Roberto a bordo della sua bici speciale

di Roberto Scorcella

Roberto è di Macerata e ha 38 anni. Dalla nascita è invalido grave e permanente. La sua vita, oltre alle problematiche che lo affliggono da sempre, è stata segnata da tanti episodi sfortunati e dall’intolleranza. Questioni che si sono drammaticamente riproposte ieri pomeriggio. I familiari l’anno scorso, gli hanno regalato una bici, un mezzo grazie al quale Roberto F.  riesce a sentirsi una persona normale. Ha serie difficoltà di deambulazione e di linguaggio, ma quando è in sella alla sua bicicletta speciale, riesce a dimenticare per un po’ tutte le difficoltà quotidiane. Per qualche mese d’estate, insieme alla mamma, Roberto si sposta da Macerata a un campeggio di Porto Sant’Elpidio e qui, grazie alla sua bici speciale, si muove molto, arrivando talvolta fino a Porto San Giorgio.
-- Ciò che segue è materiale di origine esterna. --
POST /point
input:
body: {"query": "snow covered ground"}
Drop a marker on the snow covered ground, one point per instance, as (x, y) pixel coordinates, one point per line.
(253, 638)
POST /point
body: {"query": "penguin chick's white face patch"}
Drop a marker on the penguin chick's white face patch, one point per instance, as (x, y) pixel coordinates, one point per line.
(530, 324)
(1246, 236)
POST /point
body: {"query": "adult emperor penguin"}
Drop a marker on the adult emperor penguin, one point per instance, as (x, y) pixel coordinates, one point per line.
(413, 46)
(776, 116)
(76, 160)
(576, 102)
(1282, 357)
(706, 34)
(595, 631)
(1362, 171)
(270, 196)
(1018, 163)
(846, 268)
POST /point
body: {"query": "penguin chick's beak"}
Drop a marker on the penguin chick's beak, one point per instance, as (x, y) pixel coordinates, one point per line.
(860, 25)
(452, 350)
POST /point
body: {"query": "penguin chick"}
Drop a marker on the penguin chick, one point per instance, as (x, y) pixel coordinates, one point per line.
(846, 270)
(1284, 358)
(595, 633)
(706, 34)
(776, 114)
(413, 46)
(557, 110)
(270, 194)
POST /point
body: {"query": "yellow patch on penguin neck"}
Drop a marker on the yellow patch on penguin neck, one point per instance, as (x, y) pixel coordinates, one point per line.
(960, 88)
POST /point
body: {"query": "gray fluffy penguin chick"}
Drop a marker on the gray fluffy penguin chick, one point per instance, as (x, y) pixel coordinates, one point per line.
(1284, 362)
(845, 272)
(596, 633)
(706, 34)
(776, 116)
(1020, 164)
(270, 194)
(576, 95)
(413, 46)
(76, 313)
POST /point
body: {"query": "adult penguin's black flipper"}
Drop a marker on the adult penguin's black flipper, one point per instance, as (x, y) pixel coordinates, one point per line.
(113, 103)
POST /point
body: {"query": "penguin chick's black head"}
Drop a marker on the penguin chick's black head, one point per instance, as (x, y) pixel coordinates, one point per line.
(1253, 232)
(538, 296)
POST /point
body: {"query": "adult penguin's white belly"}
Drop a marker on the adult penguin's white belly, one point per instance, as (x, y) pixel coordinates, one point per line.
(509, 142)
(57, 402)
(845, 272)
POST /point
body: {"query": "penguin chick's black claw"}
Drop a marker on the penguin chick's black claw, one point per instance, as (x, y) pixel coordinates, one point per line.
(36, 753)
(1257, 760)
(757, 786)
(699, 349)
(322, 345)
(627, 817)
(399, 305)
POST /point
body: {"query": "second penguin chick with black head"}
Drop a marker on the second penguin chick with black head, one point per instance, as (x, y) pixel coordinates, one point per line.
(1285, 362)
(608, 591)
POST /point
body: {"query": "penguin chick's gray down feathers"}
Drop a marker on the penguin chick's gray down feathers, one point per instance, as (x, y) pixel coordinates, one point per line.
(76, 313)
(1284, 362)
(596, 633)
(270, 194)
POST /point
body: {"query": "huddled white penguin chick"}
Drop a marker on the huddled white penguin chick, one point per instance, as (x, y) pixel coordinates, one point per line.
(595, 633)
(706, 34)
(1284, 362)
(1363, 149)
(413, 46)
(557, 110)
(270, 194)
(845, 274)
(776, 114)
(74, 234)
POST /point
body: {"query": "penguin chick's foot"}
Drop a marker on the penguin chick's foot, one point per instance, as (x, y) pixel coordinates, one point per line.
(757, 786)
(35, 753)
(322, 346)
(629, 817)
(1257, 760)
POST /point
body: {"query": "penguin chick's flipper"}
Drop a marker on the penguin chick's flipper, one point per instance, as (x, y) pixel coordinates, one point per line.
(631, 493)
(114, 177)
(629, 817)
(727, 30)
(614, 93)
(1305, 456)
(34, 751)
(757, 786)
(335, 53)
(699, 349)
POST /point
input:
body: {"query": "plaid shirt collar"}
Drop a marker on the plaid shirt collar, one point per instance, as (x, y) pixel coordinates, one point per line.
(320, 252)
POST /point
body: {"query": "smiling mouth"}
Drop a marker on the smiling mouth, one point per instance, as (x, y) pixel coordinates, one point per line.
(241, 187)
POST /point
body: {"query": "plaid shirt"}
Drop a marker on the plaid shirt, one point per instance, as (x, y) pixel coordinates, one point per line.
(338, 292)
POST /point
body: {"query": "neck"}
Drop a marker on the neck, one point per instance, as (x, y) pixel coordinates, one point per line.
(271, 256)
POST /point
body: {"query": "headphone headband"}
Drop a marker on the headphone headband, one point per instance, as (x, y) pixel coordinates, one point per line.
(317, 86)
Ieri pomeriggio, intorno alle 15, mentre percorreva la pista ciclabile, all’altezza della stazione ferroviaria di Porto Sant’Elpidio, un gruppo di ragazzini lo ha bloccato, circondato ed ha tentato di rubargli il borsello che aveva a tracolla. Il suo istinto è stato quello di riprendere a pedalare e guadagnare la fuga ma i ragazzini si sono aggrappati al cestello del triciclo cercando di fermarlo e rompendolo. Solo il caso ha voluto che in quel momento passasse in zona una anonima signora che lo ha messo in salvo mettendo in fuga la baby-gang. Stamattina i familiari hanno formalizzato la denuncia ai carabinieri di Porto Sant’Elpidio e alla locale Polizia Municipale. Le indagini stanno cercando di verificare se si tratti di una baby-gang formata da giovani del posto o se invece si tratti di un gruppetto di nomadi in zona solo per qualche tempo.

Non è la prima volta che Roberto rimane vittima di episodi simili. Un mese fa è stato riNcorso da una giovane nomade che ha cercato di infilare la mano nel borsello per rubargli i pochi soldi che aveva con sé, ma Roberto è riuscito ad accelerare e a scappare.

Intanto oggi il giovane è rimasto senza la sua adorata bici, in attesa dei pezzi di ricambio che stamattina sono già stati ordinati presso un’azienda del maceratese.

I fatti avvenuti ieri sono estremamente inquietanti e hanno molto colpito i familiari di Roberto, specialmente il fratello Stefano, il quale ha voluto rendere pubblico il suo ringraziamento verso la sconosciuta che è intervenuta ieri pomeriggio a difesa di Roberto. “Vorrei tanto ringraziare di persona questa donna e dirle che in questi tempi, è molto raro che un estraneo intervenga in certe situazioni”.  Se questa signora vorrà mettersi in contatto con il fratello di Roberto, sarà sufficiente che contatti la redazione di Cronache Maceratesi: saremo ben lieti di fornirle il numero di telefono da chiamare.